FIRTINALI FAKAT ŞEREFLi BiR HAYAT Hüseyin Nihal Atsız (Atsız), 12 Ocak 1905’te
İstanbul’da Kadıköy’de doğdu. Babası bahriye (deniz) subayı Nail Bey, annesi
Fatma Zehra Hanımdır. İlköğrenimini Kadıköy’deki çeşitli okullarda, orta
öğrenimini Kadıköy ve İstanbul sultanilerinde yaptı. Buradan mezun olunca Askeri
Terbiye’ye yazıldı. Bu okulun 3.sınıfında iken, Arap asıllı bir subaya selam
vermeyi reddettiği için okuldan çıkarıldı. Daha sonra İstanbul Darülfünunu
(Üniversitesi) Edebiyat Fakültesi’ne yazıldı. Bu fakülteden 1930 yılında mezun
olunca, Türkiyat Enstitüsü’nde, hocası Köprülüzade M.Fuat Beyin asistanı oldu.

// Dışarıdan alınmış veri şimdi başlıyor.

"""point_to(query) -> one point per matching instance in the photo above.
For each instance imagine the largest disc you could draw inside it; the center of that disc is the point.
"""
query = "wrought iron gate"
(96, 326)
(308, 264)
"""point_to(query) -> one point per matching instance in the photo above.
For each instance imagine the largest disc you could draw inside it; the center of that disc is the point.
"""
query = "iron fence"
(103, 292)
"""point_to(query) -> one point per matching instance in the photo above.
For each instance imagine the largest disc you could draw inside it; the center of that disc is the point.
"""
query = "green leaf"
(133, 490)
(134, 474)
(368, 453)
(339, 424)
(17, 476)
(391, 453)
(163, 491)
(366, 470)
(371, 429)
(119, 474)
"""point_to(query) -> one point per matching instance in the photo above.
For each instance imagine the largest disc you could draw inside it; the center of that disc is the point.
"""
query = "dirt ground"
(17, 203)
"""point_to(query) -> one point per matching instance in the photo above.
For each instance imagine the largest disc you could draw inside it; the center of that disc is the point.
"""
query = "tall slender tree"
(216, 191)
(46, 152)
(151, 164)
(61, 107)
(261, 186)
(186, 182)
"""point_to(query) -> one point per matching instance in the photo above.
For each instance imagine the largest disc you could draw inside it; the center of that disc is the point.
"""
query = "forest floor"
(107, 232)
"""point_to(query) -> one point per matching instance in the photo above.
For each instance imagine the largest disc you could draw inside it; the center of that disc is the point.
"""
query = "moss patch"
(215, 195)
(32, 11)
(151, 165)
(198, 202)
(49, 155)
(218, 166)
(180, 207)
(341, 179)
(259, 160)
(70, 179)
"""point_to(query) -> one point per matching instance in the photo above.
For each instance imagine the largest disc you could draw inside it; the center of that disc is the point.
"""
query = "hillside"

Ancak diğer hocası Zeki Velidi (Togan) Beyin Türk Dil Kurultayı’nda maruz kaldığı
hücumlara tepki olarak çektiği telgraf sebebiyle asistanlıktan çıkarıldı (1933). Atsız, önce Malatya Ortaokulu’nda Türkçe, daha sonra
Edirne Lisesi’nde Edebiyat hocalığına tayin edildi. Edirne’de iken Orhun dergisini
yayımladı (1933-1934). Bu dergi, daha önce yine kendisinin yayımladığı Atsız
Mecmua’nın (1931-1932) devamı niteliğindeydi. Her iki dergi de Türkçülük
ülküsünü güçlendirmek ve yaygınlaştırmak amacıyla çıkarılmıştı. Ancak dil,
edebiyat, tarih, halkbilim, yazım konularındaki yazılar ve şiirler de bu dergilerde
yer alıyordu. Orhun’un 9.sayısındaki, resmi tarih tezini eleştiren bir yazı
sebebiyle dergi kapatıldı. Atsız da bakanlık emrine alındı. Nihal Atsız, bundan sonra dört yıl kadar Deniz Gedikli
Hazırlama Okulu’nda Türkçe öğretmenliği yaptı. 1938’de bu işinden de
uzaklaştırıldı. Kendisine resmi hizmet kapısı kapanınca Özel Yuca Ülke ve
Boğaziçi liseleri gibi okullarda öğretmenlik yaptı. “Türk Tarihi Üzerinde
Toplamalar” ve “Türk Edebiyatı Tarihi” adlı ilmi kitapların yanı sıra birçok
broşür yayımladı. Komünistlerle şiddetli bir fikir mücadelesine girişti.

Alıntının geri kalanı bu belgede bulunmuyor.